When Germany officially surrendered on V-E Day, 70 years ago Friday, Eisenhower’s tone was not celebratory—the Pacific battle was not yet won, after all. “The strong overwhelming feeling apparently [held] by everyone at headquarters, starting with the Supreme Allied Commander, was one of exhaustion and a profound sense of sadness,” Susan says. She was moved when she read the statement her grandfather sent to George Marshall and President Truman, which simply said that the mission was accomplished.

“If you see pictures of granddad that day,” Mary Jean says, “and then see him 10 years later as president, 10 years older, he actually looks 20 years younger than he did on the day of surrender. Even thinking of this puts a lump in my throat, to think of what he went through.”

A new exhibit at the National WWII Museum in New Orleans—where the Eisenhowers participated in a panel on Thursday—called “Road to Berlin” highlights stories from the European theater in large part though personal effects, many from soldiers who died. Susan says this way of humanizing the war is “the greatest form of storytelling.” But when the women were children, their grandfather’s own personal effects from the war weren’t necessarily objects they were awed by, at least not much more than any other grandchild is awed by their grandparents’ household items.
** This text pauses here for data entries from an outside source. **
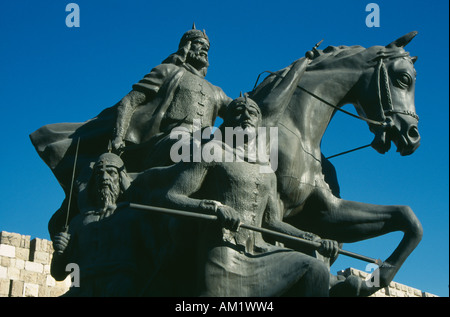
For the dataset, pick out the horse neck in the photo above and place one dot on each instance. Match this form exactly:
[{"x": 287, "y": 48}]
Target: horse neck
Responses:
[{"x": 309, "y": 115}]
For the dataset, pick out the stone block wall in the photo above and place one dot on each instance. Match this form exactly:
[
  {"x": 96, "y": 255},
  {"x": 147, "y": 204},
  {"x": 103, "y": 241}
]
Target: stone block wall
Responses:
[
  {"x": 25, "y": 271},
  {"x": 25, "y": 267},
  {"x": 393, "y": 290}
]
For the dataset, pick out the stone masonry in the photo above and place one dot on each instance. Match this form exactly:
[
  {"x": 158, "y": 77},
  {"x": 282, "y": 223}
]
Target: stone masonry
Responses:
[
  {"x": 25, "y": 267},
  {"x": 393, "y": 290},
  {"x": 25, "y": 271}
]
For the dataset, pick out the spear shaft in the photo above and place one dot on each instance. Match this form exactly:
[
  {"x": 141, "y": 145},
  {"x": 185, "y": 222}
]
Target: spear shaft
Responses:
[{"x": 273, "y": 233}]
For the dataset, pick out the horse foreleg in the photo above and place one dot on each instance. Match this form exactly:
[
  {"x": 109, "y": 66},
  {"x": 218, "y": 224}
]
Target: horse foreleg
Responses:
[{"x": 350, "y": 221}]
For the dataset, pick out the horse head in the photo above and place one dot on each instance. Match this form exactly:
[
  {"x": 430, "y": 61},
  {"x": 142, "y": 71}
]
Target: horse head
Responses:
[{"x": 385, "y": 93}]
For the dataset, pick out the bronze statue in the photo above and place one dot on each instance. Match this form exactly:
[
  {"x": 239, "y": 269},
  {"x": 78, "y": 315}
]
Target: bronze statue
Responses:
[
  {"x": 233, "y": 261},
  {"x": 172, "y": 95},
  {"x": 298, "y": 196},
  {"x": 379, "y": 82},
  {"x": 112, "y": 246}
]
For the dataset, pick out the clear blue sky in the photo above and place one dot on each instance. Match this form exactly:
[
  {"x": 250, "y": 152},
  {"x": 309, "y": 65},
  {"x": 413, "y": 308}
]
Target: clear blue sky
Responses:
[{"x": 50, "y": 73}]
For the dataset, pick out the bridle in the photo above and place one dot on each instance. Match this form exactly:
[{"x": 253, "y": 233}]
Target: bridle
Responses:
[
  {"x": 384, "y": 101},
  {"x": 384, "y": 95}
]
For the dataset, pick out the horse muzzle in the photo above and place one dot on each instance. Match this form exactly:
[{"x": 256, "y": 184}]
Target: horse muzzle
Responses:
[{"x": 406, "y": 137}]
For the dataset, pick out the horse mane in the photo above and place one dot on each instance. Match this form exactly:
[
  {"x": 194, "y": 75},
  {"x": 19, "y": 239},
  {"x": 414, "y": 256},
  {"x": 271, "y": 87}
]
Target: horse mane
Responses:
[{"x": 334, "y": 57}]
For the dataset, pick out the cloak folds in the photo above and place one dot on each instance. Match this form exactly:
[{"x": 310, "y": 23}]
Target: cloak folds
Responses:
[{"x": 56, "y": 143}]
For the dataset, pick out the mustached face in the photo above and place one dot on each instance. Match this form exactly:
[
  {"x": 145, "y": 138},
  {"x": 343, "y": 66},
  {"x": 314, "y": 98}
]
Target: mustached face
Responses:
[
  {"x": 198, "y": 53},
  {"x": 107, "y": 185}
]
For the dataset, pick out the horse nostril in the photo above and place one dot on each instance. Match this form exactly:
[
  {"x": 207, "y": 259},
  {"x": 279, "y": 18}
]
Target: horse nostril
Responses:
[{"x": 413, "y": 133}]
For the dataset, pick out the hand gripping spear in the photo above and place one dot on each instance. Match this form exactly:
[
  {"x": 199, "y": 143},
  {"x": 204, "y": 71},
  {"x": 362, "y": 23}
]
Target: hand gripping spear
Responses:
[{"x": 313, "y": 244}]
They were aware, however, of the wartime connection the President known as “Ike” had to many of the men around him, including a chauffeur, Sgt. Leonard Dry (who had taken him to meet the 101st Airborne Division before the Normandy landings and airdrop) and his valet, Sgt. John Moaney (who was with him from the North African campaign until the end of both their lives). “We were very conscious of the fact that all these people went way back,” Susan says.

The women were taught to compartmentalize their views of their grandfather between the personal and the public. In fact, Mary Jean says she got to know four versions of Eisenhower over the years: “The military one, the presidential one, the knee-slapping one and the People to People one,” with the knee-slapping iteration being the warm man who made her count up coins in a piggy bank. In grade school when lessons about him came up, Susan says this compartmentalized mindset was especially important: “There was a period right after his presidency where his presidency was really misunderstood and getting torn down. He wouldn’t get up and brag and he didn’t draw attention to himself.”

As for Mary Jean, those lessons may have been a bit easier to brush off. “I have to confess I slept through most of my history classes,” she says. “I’d see the war pictures go up on the movie screen and it was like the sand man started beating me to death.”

Correction: The original version of this article incorrectly described Sgt. Moaney’s role for Eisenhower. He was his valet.